To make sense of the mood of phobia, must we interpret a teleology working behind the scenes, and if so, does this mean making recourse to psychoanalysis? Ultimately, psychoanalysis is of little help in our understanding of the world of the agoraphobe. At stake is not the damaged psycho-biography of an individual’s history, but what Merleau-Ponty speaks of in relation to space as an “expression of the total life of the subject, the energy with which he tends towards a future through his body and his world” (330). Even if the agoraphobe is alienated from his bodily sensations, then those same sensations are nevertheless constitutive of his total being. The agoraphobe’s body is always already in the world long before the self-conscious “I” inhabits that same terrain.

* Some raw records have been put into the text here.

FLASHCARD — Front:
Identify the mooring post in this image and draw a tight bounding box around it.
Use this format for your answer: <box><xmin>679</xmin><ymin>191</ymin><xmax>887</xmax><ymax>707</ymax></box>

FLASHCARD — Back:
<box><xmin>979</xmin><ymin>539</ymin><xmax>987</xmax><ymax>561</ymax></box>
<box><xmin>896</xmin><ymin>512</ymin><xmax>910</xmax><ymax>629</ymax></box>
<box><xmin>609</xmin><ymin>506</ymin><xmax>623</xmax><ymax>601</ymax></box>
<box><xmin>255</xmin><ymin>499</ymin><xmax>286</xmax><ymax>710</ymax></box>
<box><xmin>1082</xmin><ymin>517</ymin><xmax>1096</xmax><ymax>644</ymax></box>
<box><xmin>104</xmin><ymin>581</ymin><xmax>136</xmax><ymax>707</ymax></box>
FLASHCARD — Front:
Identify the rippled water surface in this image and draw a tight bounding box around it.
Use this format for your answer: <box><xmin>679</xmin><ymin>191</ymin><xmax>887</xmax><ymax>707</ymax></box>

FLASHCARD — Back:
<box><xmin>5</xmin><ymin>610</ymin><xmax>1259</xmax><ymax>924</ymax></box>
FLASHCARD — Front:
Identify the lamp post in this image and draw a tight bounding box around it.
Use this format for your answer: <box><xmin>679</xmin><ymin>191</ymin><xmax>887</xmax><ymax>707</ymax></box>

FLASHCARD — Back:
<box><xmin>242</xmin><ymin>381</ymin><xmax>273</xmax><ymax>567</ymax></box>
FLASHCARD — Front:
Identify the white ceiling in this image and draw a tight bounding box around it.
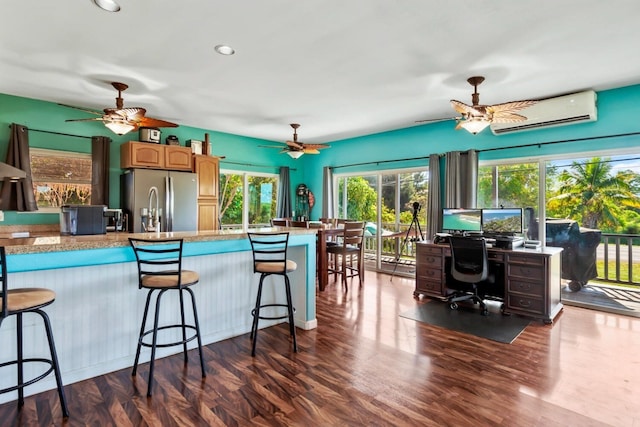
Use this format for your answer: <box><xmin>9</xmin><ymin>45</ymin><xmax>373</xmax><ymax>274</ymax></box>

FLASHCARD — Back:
<box><xmin>2</xmin><ymin>1</ymin><xmax>640</xmax><ymax>144</ymax></box>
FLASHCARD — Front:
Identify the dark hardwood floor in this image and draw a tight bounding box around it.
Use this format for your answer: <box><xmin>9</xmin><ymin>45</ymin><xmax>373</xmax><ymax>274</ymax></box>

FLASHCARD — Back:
<box><xmin>2</xmin><ymin>271</ymin><xmax>639</xmax><ymax>426</ymax></box>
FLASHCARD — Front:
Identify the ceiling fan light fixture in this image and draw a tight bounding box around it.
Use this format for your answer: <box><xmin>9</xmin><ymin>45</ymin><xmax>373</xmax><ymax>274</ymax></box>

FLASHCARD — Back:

How to interpret the language of the agoraphobe’s body if the “I” has disappeared? This question can be asked within the context of everyday embodiment. If I experience overwhelming lethargy each time I am obligated to meet a friend from my past, then there is nothing mechanical in this response. Lethargy is a physiological experience that carries with it an evaluative framework. Indeed, the accompanying sensations of tiredness and indifference are structured by an intentionality that is directed toward the old friend. If I experience a withdrawing of my body in the company of this person, then this is also a withdrawing of my world from this person. If this person attempts to rouse me from a state of indifference, then I experience this as a violation of a boundary that I have constructed in my bodily being. My body’s refusal to engage with this person is the means by which this relationship works in the first place. Thus, if I am walking or sitting with this person, then I will do so with certain restrictions and limitations, so as to avoid establishing a reciprocal space between us. At all times, the relationship is mediated by an asymmetry in our bodily comportments. In this way, the body is the principle manifestation for values in the inter-subjective/inter-corporeal world. The body is a sensing and thinking organ: in its flesh, values manifest themselves. Indeed, it is only through the body that the felt experience of value is possible.
The transparency underscoring this relation between value and embodiment is disarmed in the agoraphobic situation, given that the agoraphobe can rationally appraise an environment as being unthreatening and yet maintain disbelief that reason is absolute. The inclusion of the eponymous “and yet” points to the need to constantly revaluate what lies beneath the contingency of appearances. That there is such a hesitancy in the movement of the agoraphobe, as though possessed by some foreign body, reinforces not only a lack of trust in the materiality of the world, but also a lack of trust in the body. Because of this, the phobic response causes a rupture in the unity of selfhood, marking a dissent from the classical phenomenological subject as grounded in “one’s own body.” The language of the agoraphobic mood is ultimately unhomely, uncanny, ill at ease in the world of logic and reason. It is a language constituted by spectres and apparitions, a phantom language that alerts us to the shadows and drones that are ordinarily visible only at dark.